É urgente ler Slavoj Zizek, um intelectual que não se conforma que a Europa tenha abandonado a social-democracia.

quando daqui a uns bons anos a europa tiver sobrevivido a esta crise (sejamos optimistas), os nossos netos, ao ler a imprensa e ao ver os telejornais desta época, vão-se interrogar, como a minha geração se interrogou relativamente ao mundo entre as duas guerras: «como é possível que eles não tenham visto que isto ia acontecer? e como é possível que não o tenham evitado?» e vão encontrar, entre os escombros, as vozes de alguns intelectuais, filósofos, professores ou artistas que alertaram, impotentes, para o desastre, que não se calaram e pagaram, por vezes com a liberdade e mesmo com a vida, terem dito aquilo que um imperativo de consciência lhes tinha ensinado a não calar.

hoje, mais do que nunca neste século, os artistas têm que pensar na responsabilidade e – não tenhamos medo das palavras – na utilidade do que fazem: que filmes, que peças de teatro, que livros, que música temos o direito – e o dever – de produzir? como podemos ajudar as pessoas a perceber, a resistir e a agir? os intelectuais, por sua vez, desapareceram do nosso horizonte, quiçá por, num passado recente, muitos deles se terem comprometido com soluções totalitárias – ao contrário dos unamunos, thomas mann, camus, georges orwell e tantos outros, que fizeram da liberdade um valor inegociável.

hoje, nas tvs e nos jornais, os poucos que resistem ao que foi a obscena apostasia da maioria dos intelectuais de esquerda, abafados pelo pensamento dominante (que está entregue aos economistas de serviço e aos políticos formatados nas jotas, que nos falam da crise com a mesma impotência com que os boletins meteorológicos nos avisam sobre o tempo), são-nos servidos em gotas homeopáticas, como as gotas de angustura que se devem deitar num mojito ou de worcestshire numa salada césar – para servir de caução à boa consciência dos editores.

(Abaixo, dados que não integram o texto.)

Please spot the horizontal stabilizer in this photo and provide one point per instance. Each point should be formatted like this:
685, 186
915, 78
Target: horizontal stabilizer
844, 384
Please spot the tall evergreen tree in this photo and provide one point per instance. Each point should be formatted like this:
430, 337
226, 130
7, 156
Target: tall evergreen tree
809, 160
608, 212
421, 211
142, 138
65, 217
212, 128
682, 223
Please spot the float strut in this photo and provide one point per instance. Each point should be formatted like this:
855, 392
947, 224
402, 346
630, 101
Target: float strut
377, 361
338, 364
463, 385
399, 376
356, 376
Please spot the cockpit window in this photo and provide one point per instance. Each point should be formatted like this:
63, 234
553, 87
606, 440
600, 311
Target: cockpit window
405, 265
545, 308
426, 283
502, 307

mesmo se sei que não serve de nada – porque a humanidade não tem emenda e só sai das crises depois de as catástrofes terem acontecido – o que me dá algum alento «nestes tempos de aflição», de que falava holderlin, é a leitura de alguns intelectuais que nos ajudam a pensar que a tragédia dos nossos dias e o colapso do humanismo não eram inevitáveis. já aqui falei de tony judt, que devemos ler, reler e tornar a ler, mas podia citar slavoj zizek, um intelectual que não se conforma que a europa tenha abandonado a social-democracia, e cujo viver no fim dos tempos acaba de ser editado em portugal. actualmente, diz ele, «qualquer pessoa pode viajar até ao espaço, todos os meses são anunciadas novas descobertas contra alguns tipos de cancro (…). mas, ao mesmo tempo, em todos os telejornais, vemos políticos e economistas a explicarem que não há dinheiro para a segurança social. (…) vivemos numa época que promove os sonhos tecnológicos mais delirantes, mas que não consegue manter os serviços públicos mais indispensáveis».